Marko Mäkelä <marko.makela@mariadb.com> writes:
I think that what you have written so far should be useful for an initial feasibility study, for measuring the performance. We do not need recovery to actually work when running the initial tests. I
Yes, agree. Thanks for your comments, it's good to know that I'm on the right track, and it should help me understand more of the details of InnoDB as I develop the patch further.
Like we discussed a week ago, some more changes would be needed around writing the GTID. We might want to assign the GTID in mtr_t::do_write() under the protection of an exclusive log_sys.latch, to ensure that transactions are made durable in the GTID order. As
Yes, I will try to get this done next, and that could already be a good basis for initial benchmarking as you suggest. We don't need to have an implementation of slave dump threads reading the binlog tablespaces to learn something about the performance on the master (as long as the data written is close to what it would be in a full implementation). So the following questions are related to a later step with a full implementation, they don't need to be finalized for initial testing:
The InnoDB redo log identifies files by a tablespace ID. I think that we would want to reserve 2 tablespace IDs for the page-oriented binlog files. We do not need to write the binlog file names into the redo log; we can hard-code a pattern for them, and we can write the 1-bit tablespace ID into the first page of the file. When switching tablespace files, we would toggle this ID bit.
I would tweak the log checkpoint to ensure that all pages of the "previous" binlog tablespace must be written back before we can advance the log checkpoint. The tablespace ID (actually just 1 bit of
Conversely, we would then also need to wait for a log checkpoint before we can rotate to a new binlog tablespace, right? Because if more than two binlog tablespaces would be actively written between log checkpoints, it would be ambiguous which tablespace a log record should be applied to. I think log checkpoints can be relatively infrequent, to improve transaction throughput and reduce I/O (but increasing the time for recovery), right? Then this would mean that each binlog tablespace would need to grow as needed and could not have a specified maximum size. But not 100% sure that I understand all the details around recovery and log checkpoints here. Allocating a set of "normal" space ids and reusing them (when the tablespace has been fully synced to disk and a new log checkpoint created) could remove this dependency and allow binlog tablespace rotation independent of last log checkpoint. But it would be nice to avoid the need to keep track of allocated tablespace ids and just have two fixed ids for this, I like that approach if it can be made to work. In any case, I'm sure this issue can be solved in some way, for now I'm just trying to understand what the constraints are.

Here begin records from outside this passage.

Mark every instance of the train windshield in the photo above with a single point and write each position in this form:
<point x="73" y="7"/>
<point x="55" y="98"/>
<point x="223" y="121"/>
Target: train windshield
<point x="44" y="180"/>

For the final implementation, I would bypass as much of the "middleware" that resides above the buffer pool. For normal InnoDB tablespaces, there are page headers and footers that are wasting quite a bit of space, and there also is management of allocated pages within the tablespace.
Ok, sounds good, we can take the details on this later.
The minimum that we actually need is a 4-byte checksum at the end of each page, and possibly also the 8-byte log sequence number that is normally stored at FIL_PAGE_LSN. If you can guarantee that the binlog is always being written sequentially, we may do away with one or both, and remove the "apply the log unless the page is newer" logic, that is, unconditionally apply any log to the binlog file on recovery.
Yes, this is a good idea. Unconditionally applying redo log should work, I think.
And maybe there is a way to pin the current page in the buffer pool so buf_page_get_gen() is not needed for every write?
There is, and it is called buffer-fixing. However, a page is being loaded into the buffer pool, we must acquire a page latch so that we can ensure that the page has been fully loaded before we access it.
Ok, thanks for explaining these details. I'll need to get a better understanding on the use of the buffer pool when it's time to expand on this part. I think I will be able to guarantee that readers will never access ranges that would be written concurrently, and that writers will never write the same data concurrently. I am wondering if it would make sense to fix the page in the buffer pool already at fsp_page_create(). Keep the page fixed until it has been written (not necessarily fsync()'ed); and after that have the slave dump threads read the data from the file through the OS, so the page can be dropped from the buffer pool. To reduce the load on the buffer pool, and especially avoid binlog pages being purged from the pool and then later re-read. But these are probably details that can be handled later.
Another assertion was fixed by doing mtr.set_named_space() before writing. Again, I'm not sure what this does exactly or if it's appropriate?
The purpose of that is to ensure that FILE_MODIFY records are being written to allow recovery to construct a mapping between tablespace ID and file names. We do not use this for the InnoDB system tablespace or the undo log tablespaces, and we do not want this for the binlog tablespaces either.
Ok, thanks for the explanation. At some point I will find how to avoid this then without getting the assertion. - Kristian.